The International Rice Research Institute’s new research outcome theme on developing environmentally sustainable solutions for rice systems addresses some of the challenges of improving productivity and income from rice-based systems while minimizing the environmental footprint.
Rice is probably one of the most strategic commodities for the world, closely connected with food security, economic growth, employment, culture, and regional peace. Being staple food for half of humanity or more than 3 billion people globally, it has been an instrumental crop for many countries not only to meet their food demand but also contribute to their economy by exporting the rice.

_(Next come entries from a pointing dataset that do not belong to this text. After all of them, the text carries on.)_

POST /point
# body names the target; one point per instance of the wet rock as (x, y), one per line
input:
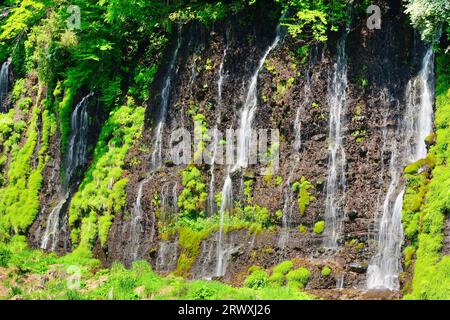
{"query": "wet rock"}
(363, 151)
(319, 137)
(357, 267)
(352, 214)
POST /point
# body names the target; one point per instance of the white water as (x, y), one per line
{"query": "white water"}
(76, 150)
(156, 157)
(75, 157)
(137, 218)
(4, 83)
(243, 140)
(288, 209)
(335, 186)
(248, 110)
(215, 140)
(416, 126)
(52, 229)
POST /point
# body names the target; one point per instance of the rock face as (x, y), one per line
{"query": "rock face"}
(293, 98)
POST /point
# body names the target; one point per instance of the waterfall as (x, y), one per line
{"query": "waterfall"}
(420, 98)
(336, 182)
(249, 108)
(244, 138)
(136, 225)
(416, 125)
(156, 157)
(288, 209)
(52, 229)
(4, 83)
(75, 157)
(215, 140)
(226, 205)
(76, 150)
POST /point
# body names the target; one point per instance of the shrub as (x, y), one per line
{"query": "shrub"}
(326, 271)
(203, 293)
(257, 279)
(277, 279)
(5, 255)
(304, 197)
(298, 277)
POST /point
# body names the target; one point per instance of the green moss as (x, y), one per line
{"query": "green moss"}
(326, 271)
(304, 197)
(431, 269)
(298, 278)
(258, 279)
(248, 184)
(319, 227)
(284, 267)
(189, 240)
(19, 198)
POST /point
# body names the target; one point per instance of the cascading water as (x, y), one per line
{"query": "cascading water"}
(4, 83)
(249, 108)
(336, 181)
(136, 224)
(416, 125)
(243, 141)
(75, 157)
(215, 140)
(226, 205)
(76, 151)
(288, 207)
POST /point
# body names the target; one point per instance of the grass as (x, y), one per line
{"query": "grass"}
(117, 283)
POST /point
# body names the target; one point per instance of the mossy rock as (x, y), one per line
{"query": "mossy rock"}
(319, 227)
(326, 271)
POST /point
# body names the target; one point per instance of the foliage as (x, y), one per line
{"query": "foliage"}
(257, 279)
(430, 17)
(304, 197)
(425, 229)
(326, 271)
(284, 267)
(19, 198)
(311, 20)
(102, 193)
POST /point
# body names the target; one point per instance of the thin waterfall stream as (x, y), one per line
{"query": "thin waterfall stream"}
(76, 156)
(416, 126)
(4, 83)
(136, 226)
(216, 135)
(336, 181)
(243, 145)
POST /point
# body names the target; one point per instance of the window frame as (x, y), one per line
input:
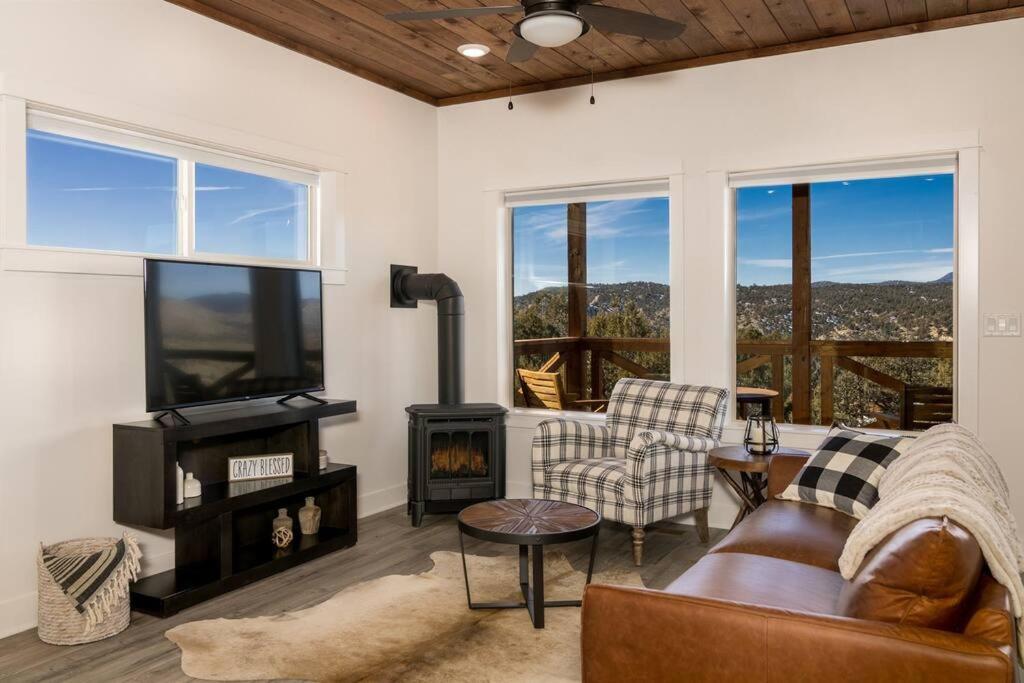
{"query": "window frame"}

The world has made significant progress to improve rice production from 220 million tonnes in the pre-green revolution era to 729 million tonnes in 2017 to feed the growing population. The increase in the paddy production was attributed to many factors including an increase in the irrigated area, semi-dwarf high yielding rice varieties, and use of agrochemical, etc. However, the sustainability of the growth rate of the rice sector is a prime concern for the fast-growing global population to maintain food security, economic growth, quality of life, and social stability.
The rice production practices are very diverse and keep changing due to many drivers including the degradation of natural resources, biotic and abiotic factors, labor scarcity, availability of new machinery, etc. While the agriculture uses approximately 70% of the planet’s freshwater supply of which 40% goes for rice cultivation. Rice production is not only a large consumer of water; it also emits a significant amount of greenhouse gases (GHG) into the atmosphere, particularly methane, a more potent GHG than carbon dioxide.
The burning of rice straw causes severe air pollution and affects the quality of life. A trend of pesticide and fertilizer overuse degrades the quality of rice landscapes’ habitat for water birds, fish, amphibians, beneficial arthropods, and soil microbes. The same trend threatens the health of rural communities. However, rice environments also provide unique—yet poorly understood—ecosystem services such as the regulation of water and preservation of aquatic and terrestrial biodiversity.
The International Rice Research Institute’s (IRRI) new research outcome theme on developing environmentally sustainable solutions for rice systems addresses some of these challenges of improving the productivity and income from rice-based systems while minimizing the environmental footprint. The research outcome theme is focused on advancing the environmental sustainability of the rice-based system through transformative and multidisciplinary research and approaches. Focusing on the five core domains—air and climate, water, energy, soil health, and biodiversity and pest ecology—this theme uses sustainable rice landscape approaches to develop a futuristic outlook of rice management to achieve social, environmental, and economic sustainability.
One of the initiatives under this research program is the Direct Seeded Rice Consortium (DSRC). The DSRC, a public-private multistakeholder Research for Development (R4D) platform, was established to develop a comprehensive, science-based, agronomic package for direct-seeded rice (DSR) systems and improve the economic and ecological sustainability of rice-based systems in Asia. The consortium aims to strengthen public-private partnership which is required to address the complex issues of DSR, develop new innovative DSR practices including mechanization and precision crop and natural resource management practices, and catalyze the wide-scale adoption of optimized and sustainable DSR systems.
The DSRC is focused on (1) developing robust mechanized DSR systems with low seed rate to enable farmers to use good quality inbred or hybrid varieties in DSR, (2) developing precise weed, water and nutrient management practices including ICT-based decision tools, (3) identifying appropriate cultivars suitable for DSR, (4) reducing risks by combining agronomic and breeding solutions, crop modeling and GIS approaches by proper targeting, (5) supporting and strengthening the service economy of scale-appropriate mechanization and precision agriculture technologies (e.g. unmanned aerial vehicles or drones) to provide cost-effective access to capital-intensive machinery and technologies, (6) developing institutional capacity and knowledge sharing, and (6) catalyzing widespread adoption of mechanized and precise DSR technologies and practices.